Desert

Deserts are hot during the day and cold at night. Animals and plants that live in deserts have adapted to survive in these harsh conditions.

Characteristics and climate of deserts

See where deserts are found on this biomes map.

Deserts have extreme temperatures. During the day the temperature may reach 50°C, when at night it may fall to below 0°C. Deserts have less than 250 mm of rainfall per year. The rain can be unreliable. Most deserts are found between 20° and 35° north and south of the equator.

Climate graph for the Sahara Desert

Climate graph for the Sahara Desert

 

The Sahara is the largest desert, covering 9 million km2.

There are three factors which form desert areas:

  1. the presence of high pressure, creating cloud-free conditions
  2. cold ocean currents
  3. mountain ranges to create rain shadows
Diagram of the rain shadow effect in South America

Diagram of the rain shadow effect in South America

Vegetation adaptation

A detailed image of a cactus growing in California.

The cactus has adapted to the desert environment

 

Plants and animals need to cope with the dry conditions. Compared to other biomes, deserts have limited numbers of plants and animals that are able to survive.

Some plants are succulents and store the water in leaves, stems or roots. One example is the cactus.

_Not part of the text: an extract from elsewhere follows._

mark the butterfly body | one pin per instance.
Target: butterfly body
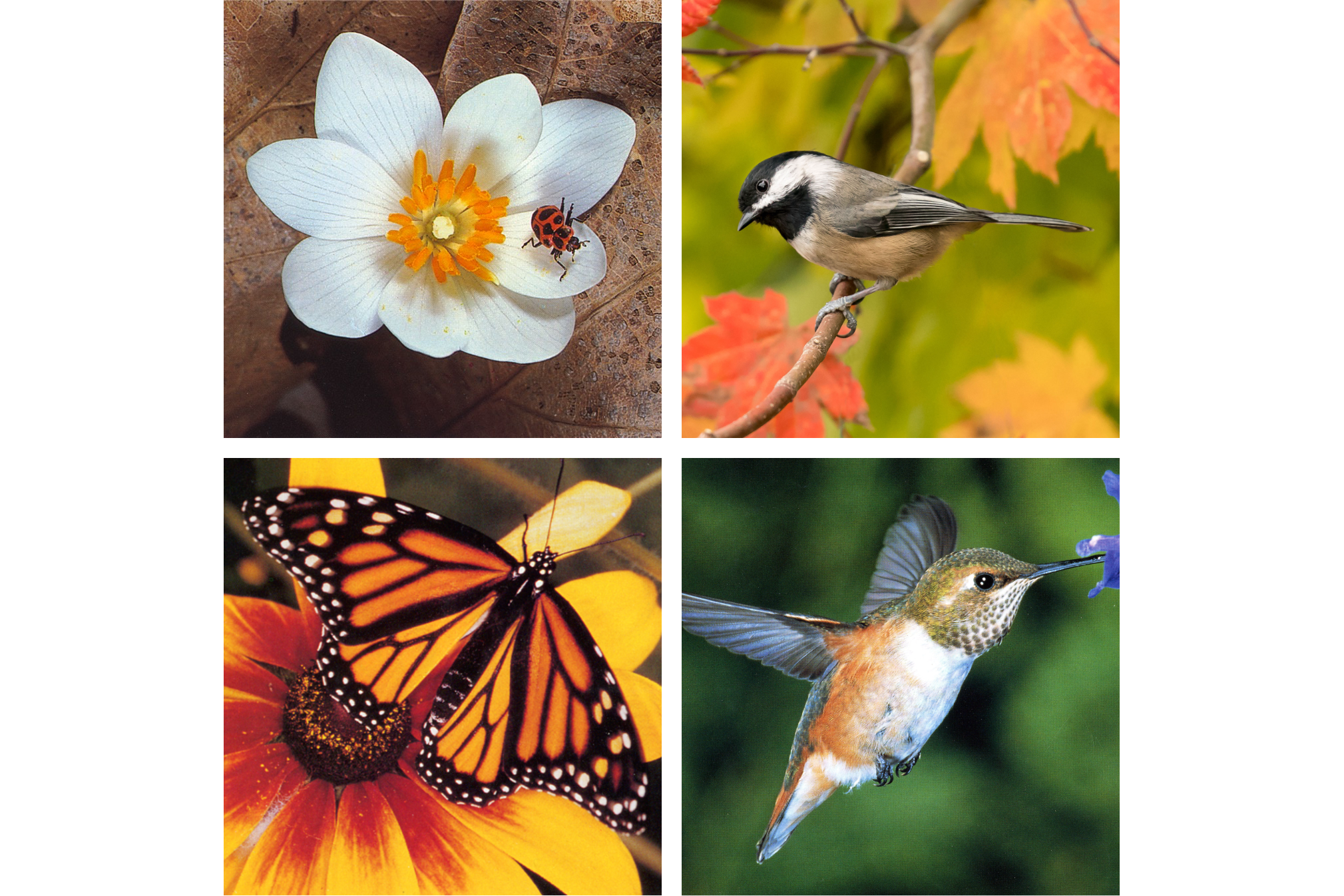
(526, 698)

Other ways plants tolerate the dry conditions include:

  • long roots to tap into the water deep underground
  • short life cycles – a plant or seed could remain dormant until the rains come

Animal survival

  • Some may burrow to escape the heat.
  • Nocturnal animals sleep during the day, sheltering to help prevent dehydration.
  • Animals may hibernate during temperature highs or lows.